The agency has already seen one cut in discretionary funding since the Inflation Reduction Act became law. The Consolidated Appropriations Act, 2023 (P.L. 117-328), the fiscal year 2023 omnibus appropriations measure that Congress approved and President Biden signed during the lame duck legislative session late last year, trimmed $275 million from the IRS’s budget relative to fiscal year 2022 by zeroing out funding for business systems modernization accounts—a change that Republicans demanded in the wake of the Inflation Reduction Act. GOP lawmakers also have vowed to further trim the IRS’s base discretionary appropriation in future budgets if the mandatory Inflation Reduction Act funding remains in force.
The Republican-led House approved a bill along strict party lines in January that would rescind some $71 billion of the Inflation Reduction Act funds—specifically, the portions allocated for enforcement activities and operations support—while preserving the remaining $9 billion that is set aside for taxpayer services and business systems modernization. (For prior coverage, see Tax News & Views, Vol. 24, No. 2, Jan. 13, 2023.) House Republican leaders released legislation this week that included a similar proposal as one of several conditions for raising the federal debt ceiling. (See separate coverage in this issue for details on developments around the debt ceiling.)

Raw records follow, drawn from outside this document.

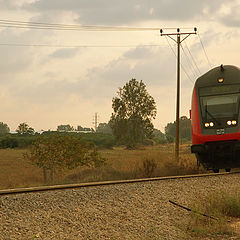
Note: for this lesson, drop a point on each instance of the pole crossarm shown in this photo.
(178, 41)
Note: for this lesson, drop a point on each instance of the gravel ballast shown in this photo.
(123, 211)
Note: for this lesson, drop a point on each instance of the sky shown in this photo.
(77, 73)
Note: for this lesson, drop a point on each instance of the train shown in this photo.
(215, 118)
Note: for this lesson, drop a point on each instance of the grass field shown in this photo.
(149, 161)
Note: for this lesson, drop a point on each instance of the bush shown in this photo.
(8, 142)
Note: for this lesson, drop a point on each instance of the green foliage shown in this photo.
(184, 130)
(24, 129)
(57, 152)
(159, 137)
(4, 129)
(134, 110)
(99, 139)
(84, 129)
(104, 128)
(65, 128)
(8, 142)
(14, 141)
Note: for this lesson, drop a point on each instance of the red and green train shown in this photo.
(215, 118)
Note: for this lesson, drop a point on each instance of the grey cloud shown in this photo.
(118, 12)
(103, 83)
(232, 18)
(64, 53)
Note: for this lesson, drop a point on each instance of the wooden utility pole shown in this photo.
(95, 122)
(178, 41)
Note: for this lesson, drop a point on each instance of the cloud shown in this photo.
(122, 12)
(64, 53)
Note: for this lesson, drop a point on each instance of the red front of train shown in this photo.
(215, 118)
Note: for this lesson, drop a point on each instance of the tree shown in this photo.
(134, 110)
(184, 130)
(24, 129)
(58, 152)
(4, 129)
(65, 128)
(159, 137)
(104, 128)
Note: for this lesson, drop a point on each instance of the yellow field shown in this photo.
(120, 164)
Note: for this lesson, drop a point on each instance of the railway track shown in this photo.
(91, 184)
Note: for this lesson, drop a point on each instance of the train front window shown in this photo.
(215, 108)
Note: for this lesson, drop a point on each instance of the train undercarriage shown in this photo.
(218, 155)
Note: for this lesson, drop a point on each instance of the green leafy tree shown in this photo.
(104, 128)
(134, 110)
(184, 130)
(59, 152)
(4, 129)
(65, 128)
(24, 129)
(159, 137)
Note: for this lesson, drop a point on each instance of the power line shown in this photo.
(72, 27)
(78, 46)
(193, 59)
(210, 65)
(180, 63)
(189, 62)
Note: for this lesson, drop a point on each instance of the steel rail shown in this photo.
(94, 184)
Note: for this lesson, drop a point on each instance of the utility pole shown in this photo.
(178, 41)
(95, 121)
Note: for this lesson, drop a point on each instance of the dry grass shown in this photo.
(225, 207)
(120, 164)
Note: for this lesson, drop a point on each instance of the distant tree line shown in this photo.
(130, 124)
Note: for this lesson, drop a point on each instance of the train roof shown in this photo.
(229, 73)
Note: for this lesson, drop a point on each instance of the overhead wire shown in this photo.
(73, 27)
(180, 63)
(193, 58)
(78, 46)
(188, 60)
(209, 63)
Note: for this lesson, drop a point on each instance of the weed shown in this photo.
(221, 205)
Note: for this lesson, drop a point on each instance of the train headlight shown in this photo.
(206, 124)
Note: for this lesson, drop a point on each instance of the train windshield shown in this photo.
(220, 106)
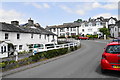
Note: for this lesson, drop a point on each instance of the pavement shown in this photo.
(82, 63)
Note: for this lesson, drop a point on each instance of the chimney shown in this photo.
(15, 23)
(30, 22)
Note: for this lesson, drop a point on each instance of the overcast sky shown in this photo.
(55, 13)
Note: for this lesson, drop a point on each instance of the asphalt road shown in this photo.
(82, 63)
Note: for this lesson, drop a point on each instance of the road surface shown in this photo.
(82, 63)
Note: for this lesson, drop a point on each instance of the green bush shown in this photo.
(2, 64)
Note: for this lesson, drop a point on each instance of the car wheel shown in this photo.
(103, 71)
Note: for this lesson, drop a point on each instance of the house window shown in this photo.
(53, 37)
(90, 30)
(2, 49)
(71, 29)
(45, 37)
(31, 35)
(40, 36)
(67, 29)
(82, 30)
(54, 29)
(15, 47)
(6, 35)
(18, 36)
(48, 37)
(115, 29)
(20, 47)
(74, 29)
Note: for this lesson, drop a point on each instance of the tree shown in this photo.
(79, 20)
(104, 31)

The White House and Senate Democrats generally regard repeal of the new funding as a nonstarter, however.
President Biden’s fiscal year 2024 budget blueprint, which was released last month, proposes to increase the IRS’s regular operating budget to $14.1 billion for the coming fiscal year (a $1.8 billion increase over its fiscal 2023 level). It also would extend the agency’s mandatory funding stream for two additional years beyond what was enacted in the Inflation Reduction Act, proposing allocations of $14.3 billion in fiscal year 2032 and $14.8 billion in fiscal year 2033. (For details on the administration’s tax-related budget proposals for the coming fiscal year, see Tax News & Views, Vol. 24, No. 9, Mar. 10, 2023.)
Congressional Democrats, Republicans divided
Reactions to the plan on Capitol Hill have, predictably, split along party lines. House Ways and Means Committee ranking member Richard Neal, D-Mass., who chaired the panel when the Inflation Reduction Act moved through Congress, noted in an April 6 news release that the increased funding has already yielded improvements in customer service and will “soon” make the IRS “better equipped to hold tax cheats accountable, recover taxes owed, and reduce the tax gap.”
But current Ways and Means Committee Chairman Jason Smith, R-Mo., who took the gavel when the 118th Congress convened in January, criticized the plan as being short on details.
“If this is a ‘plan,’ why does it omit how many employees the agency seeks to hire over 10 years, fail to identify target audit rates for taxpayers, and lack specific details about how the money will be spent beyond the next two years? . . . This is a punt, not a ‘plan,’ and it raises more questions than answers about how Americans’ tax dollars will be spent to go after working families and small businesses,” Smith said in an April 6 release. (House taxwriters on both sides of the aisle likely will weigh in on the plan during an April 27 Ways and Means Committee hearing with Commissioner Werfel focusing on “accountability and transparency at the Internal Revenue Service.”)
A similar split emerged between Democratic and Republican members of the Senate Finance Committee during that panel’s April 19 hearing with Werfel on the 2023 tax filing season and the administration’s fiscal year 2024 budget request for the IRS. (See separate coverage in this issue for details.)